Ariz. lawmakers work on deal to fix $2B budget gap

Ariz. legislators work on budget package details that include spending cuts, agency funds

  • On 8:15 am EST, Thursday November 5, 2009

PHOENIX (AP) -- Arizona legislators are planning a mid-November special session to chip away at the state's estimated $2 billion budget shortfall and keep agencies' doors open by reviving spending cuts and other provisions vetoed by Gov. Jan Brewer.

Details are being worked out as House and Senate leaders poll rank-and-file majority Republicans, but the package aims to restore spending cuts and budget provisions vetoed Sept. 4 by Brewer, said House Majority Leader John McComish, R-Phoenix.

"I'll be surprised if it doesn't happen because I think we have agreement," McComish said.

The spending cuts would include funding for education and social services, Brewer and McComish said separately Wednesday.

McComish declined to discuss specifics before the package is locked in, but cuts vetoed by Brewer included most of an annual inflation adjustment for K-12 public schools and annual funding for school purchases of computers, textbooks and other equipment. Education groups had previously warned school officials that those vetoed cuts could be restored.

Brewer said she now believes additional spending cuts are necessary because tax collections continue to drop and lawmakers did not vote to send her proposal for a temporary sales tax increase to voters.

"When I did the vetoes, I was hoping that we would turn right around and address that issue," she said.

McComish said the package would total between $450 million and $500 million, including roughly $300 million of spending cuts and $150 million of other changes.

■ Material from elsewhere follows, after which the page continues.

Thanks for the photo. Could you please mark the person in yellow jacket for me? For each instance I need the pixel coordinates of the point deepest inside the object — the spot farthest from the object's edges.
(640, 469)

Some of the vetoed provisions, particularly funding shifts to provide money for agencies' operations, are considered noncontroversial, but they were included in a bill that Brewer vetoed to kill the repeal of the state property tax.

Brewer said she would call the special session so lawmakers can make "significant progress" in closing the shortfall.

"We have met, and we have agreed that we need to go in and take a bite of the apple," Brewer said.

The budget has roughly $10.1 billion of state spending, including $1.1 billion funded by federal stimulus dollars. Before being augmented by the federal money, borrowing and other maneuvers, regular state tax collections provide only $6.4 billion.

Brewer said lawmakers could do more work on the shortfall during a second special session and during the 2010 regular session, which begins in January. She didn't elaborate on what they should do beyond the package currently under development, except to continue to press for her sales tax proposal.

The 710-employee Department of Revenue, the state's tax-collection agency, has said its current appropriation will run out in January and that it would have to close down by February if it doesn't get the vetoed funding, which was a shift of money from unclaimed property.

State Senate President Bob Burns, R-Peoria, said the sales tax should be considered separately from spending cuts. The tax referral could draw more support that way, he told radio station KJZZ.